The Trial Of Jesus From A Lawyer’s Standpoint, Volume II: The Roman Trial, by Walter M. Chandler
As commented on before , this volume is the second volume to an excellent work of history and legal analysis that looked at the trial of Jesus, and this trial focuses on the Roman side of the trial. This book, although it is organized very differently from the first volume in the series, is a book that shares the elegant and precise legal style of its predecessor, although it is much less precisely focused for a variety of good reasons. Here, even to a greater extent than the previous volume of the series, Chandler blends an immense and deep knowledge of first century biblical history with a passionate application of these affairs to contemporary concerns in a way that is starkly relevant to our present society, even though this book was written around a century ago or so.
This particular volume has a slightly misleading but entirely understandable title, in view of its contents. The title is given as a parallel to the first volume, which was about the Jewish trial of Jesus. That said, the contents of this volume are far more extensive than a mere legal analysis of the trial of Jesus by Pontius Pilate (and his attempts, in vain, to pass off Jesus to Herod’s jurisdiction after having pronounced him innocent in a quick though formal Roman proceeding). Where this book shines in the early sections is in its knowledge of Roman law and legal history and in bringing it to bear on the question of whether Pilate judged correctly. The author supports his thesis well, that Pilate judged rightly and tried Jesus according to the forms of a trial, that Jesus was an able and honest defendant, forthrightly confessing His kingship but phrasing it in such a way that it did not involve any seditious interests vis-a-vis the Roman empire, but that he showed cowardice in preferring to avoid risking political capital to deliver a man that he knew to be innocent.
Where this book excels, and what accounts for most of its contents, is the way that the book shows a massive and pointed critique at the corruption of Pontius Pilate as well as the general corruption at the time, and even candidly admits the many similarities between Hellenistic Christianity and pagan beliefs from the ancient Near East . Where the book takes on a particularly dark relevance is in the way the book connects the loss of religious faith among the ancient Romans to a decline of respect for marriage and a rise in sexual immorality (including pedophilia, especially pederasty, sex trafficking, and homosexuality, adultery, and fornication in general), as well as a decline for the respect for the life of infants and slaves and the rise of suicide resulting from the loss of hope in an afterlife. The way in which the contemporary Greco-Roman culture continually encouraged the corruption of morality through lurid sex and violence is something that looks distinctly modern in its relevance as well. The book includes some lengthy quotations of other sources to make its points, including a large bit of writing about early Roman attempts to stop the orgies of the Bacchanalia as well as the entire Acts of Pilate (along with notes about it) and some biographical sketches of some 40 members of the Sanhedrin during the time of Christ, exposing their corruption and depravity.

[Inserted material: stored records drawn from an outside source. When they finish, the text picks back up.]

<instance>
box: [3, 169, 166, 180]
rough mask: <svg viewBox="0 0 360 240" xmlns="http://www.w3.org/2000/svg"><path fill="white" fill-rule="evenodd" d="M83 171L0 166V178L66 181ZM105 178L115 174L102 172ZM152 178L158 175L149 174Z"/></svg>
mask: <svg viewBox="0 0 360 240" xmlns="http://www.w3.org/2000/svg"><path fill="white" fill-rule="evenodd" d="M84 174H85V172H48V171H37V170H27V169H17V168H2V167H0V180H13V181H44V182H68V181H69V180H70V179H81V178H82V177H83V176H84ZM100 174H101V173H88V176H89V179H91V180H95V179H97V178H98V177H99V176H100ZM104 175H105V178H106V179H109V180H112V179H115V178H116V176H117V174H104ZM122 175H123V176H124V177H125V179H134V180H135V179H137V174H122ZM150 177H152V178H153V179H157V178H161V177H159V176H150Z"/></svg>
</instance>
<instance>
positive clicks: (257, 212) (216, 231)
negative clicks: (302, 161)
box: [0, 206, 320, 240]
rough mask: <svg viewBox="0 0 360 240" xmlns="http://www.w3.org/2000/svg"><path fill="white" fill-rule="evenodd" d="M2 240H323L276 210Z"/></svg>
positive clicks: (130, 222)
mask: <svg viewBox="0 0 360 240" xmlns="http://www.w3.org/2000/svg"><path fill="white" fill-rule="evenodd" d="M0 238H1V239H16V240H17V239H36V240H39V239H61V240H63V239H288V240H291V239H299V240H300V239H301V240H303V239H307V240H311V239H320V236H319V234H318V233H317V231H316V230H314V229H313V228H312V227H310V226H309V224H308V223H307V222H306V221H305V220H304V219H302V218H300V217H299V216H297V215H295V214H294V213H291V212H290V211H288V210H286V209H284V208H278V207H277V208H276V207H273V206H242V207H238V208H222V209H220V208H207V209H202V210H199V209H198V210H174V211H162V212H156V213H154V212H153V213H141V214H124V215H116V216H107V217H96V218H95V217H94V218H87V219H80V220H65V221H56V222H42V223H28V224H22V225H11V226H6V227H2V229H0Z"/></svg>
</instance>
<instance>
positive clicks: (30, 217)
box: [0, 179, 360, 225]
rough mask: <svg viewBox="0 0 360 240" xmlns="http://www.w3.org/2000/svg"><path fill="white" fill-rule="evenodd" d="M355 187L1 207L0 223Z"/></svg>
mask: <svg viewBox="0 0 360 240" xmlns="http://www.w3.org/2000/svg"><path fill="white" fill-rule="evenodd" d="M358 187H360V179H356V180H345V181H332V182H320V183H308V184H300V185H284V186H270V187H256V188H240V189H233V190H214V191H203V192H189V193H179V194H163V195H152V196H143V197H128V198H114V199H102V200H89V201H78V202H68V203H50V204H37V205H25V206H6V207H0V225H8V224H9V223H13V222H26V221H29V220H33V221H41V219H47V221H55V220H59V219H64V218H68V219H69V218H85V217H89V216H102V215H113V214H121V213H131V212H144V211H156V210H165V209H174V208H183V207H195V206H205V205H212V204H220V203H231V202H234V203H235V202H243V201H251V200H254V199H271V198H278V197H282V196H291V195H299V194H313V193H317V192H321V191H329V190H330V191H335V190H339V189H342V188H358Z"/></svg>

Although this particular book is more varied and wide-ranging in its commentary than the first volume, it offers a passionate defense of the legitimacy of the biblical moral worldview, a stirring defense of the worth of the Jewish people against anti-Semitism, and a harsh but merited criticism of the cowardice of Pontius Pilate when faced with the mob that had been stirred up by Jesus’ Jewish enemies. In its strong moral critique of the corrupt morals and culture of the Romans during the first century, the book makes a strong and implicit condemnation against that same corruption in our own time, which makes this book a timely work in the way it speaks out against so many of the evils of the 20th and 21st century even given its lack of explicit interest in predicting the future. For those of us who live in the present future, the comments this book makes about Roman corruption and the belief that might makes right and anti-Semitism and social Darwinism are a strong condemnation of Nazi and Communist tendencies, to say nothing of the epicurian consumerism and sexual immorality in our own contemporary society. This book has a lot to say about us, albeit unintentionally, and it says it well.